Question

Applying the Central Limit Theorem: The amount of contaminants that are allowed in food products is determined by the FDA (Food and Drug Administration). Common contaminants in cow milk include feces, blood, hormones, and antibiotics. Suppose you work for the FDA and are told that the current amount of somatic cells (common name pus) in 1 cc of cow milk is currently 750,000 (note: this is the actual allowed amount in the US!). You are also told the standard deviation is 111000 cells. The FDA then tasks you with checking to see if this is accurate. You collect a random sample of 45 specimens (1 cc each) which results in a sample mean of 776297 pus cells. Use this sample data to create a sampling distribution.
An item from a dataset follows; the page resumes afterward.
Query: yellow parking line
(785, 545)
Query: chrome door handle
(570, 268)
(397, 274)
Assume that the population mean is equal to the FDA's legal limit and see what the probability is for getting your random sample.

a. Why is the sampling distribution approximately normal?
b. What is the mean of the sampling distribution?
c. What is the standard deviation of the sampling distribution?
d. Assuming that the population mean is 750,000, what is the probability that a simple random sample of 45 1 cc specimens has a mean of at least 776297 pus cells?
e. Is this unusual? Use the rule of thumb that events with probability less than 5% are considered unusual. Describe the population and parameter for this situation. Describe the sample and statistic for this situation. Give a brief explanation of what a sampling distribution is. Describe the sampling distribution for this situation. Explain why the Central Limit Theorem applies in this situation. Interpret the answer to part d. Use the answer to part e. to argue that the assumed population mean is either correct or incorrect. If incorrect, indicate whether you think the actual population mean is greater or less than the assumed value. Explain what the FDA should do with this information.

Answer 1

a. The sampling distribution is approximately normal due to the Central Limit Theorem. b. The mean of the sampling distribution equals the population mean. c. The standard deviation of the sampling distribution is the population standard deviation divided by the square root of the sample size.

Step-by-step explanation:

a. The sampling distribution is approximately normal because of the Central Limit Theorem. According to the theorem, when the sample size is sufficiently large (typically around 30 or more), the distribution of sample means will be approximately normal, regardless of the shape of the population distribution.

b. The mean of the sampling distribution is equal to the population mean. In this case, the assumed population mean is 750,000.

c. The standard deviation of the sampling distribution, also known as the standard error of the mean, is calculated by dividing the population standard deviation by the square root of the sample size. In this case, the standard deviation is 111,000 / sqrt(45) = 16,536.49.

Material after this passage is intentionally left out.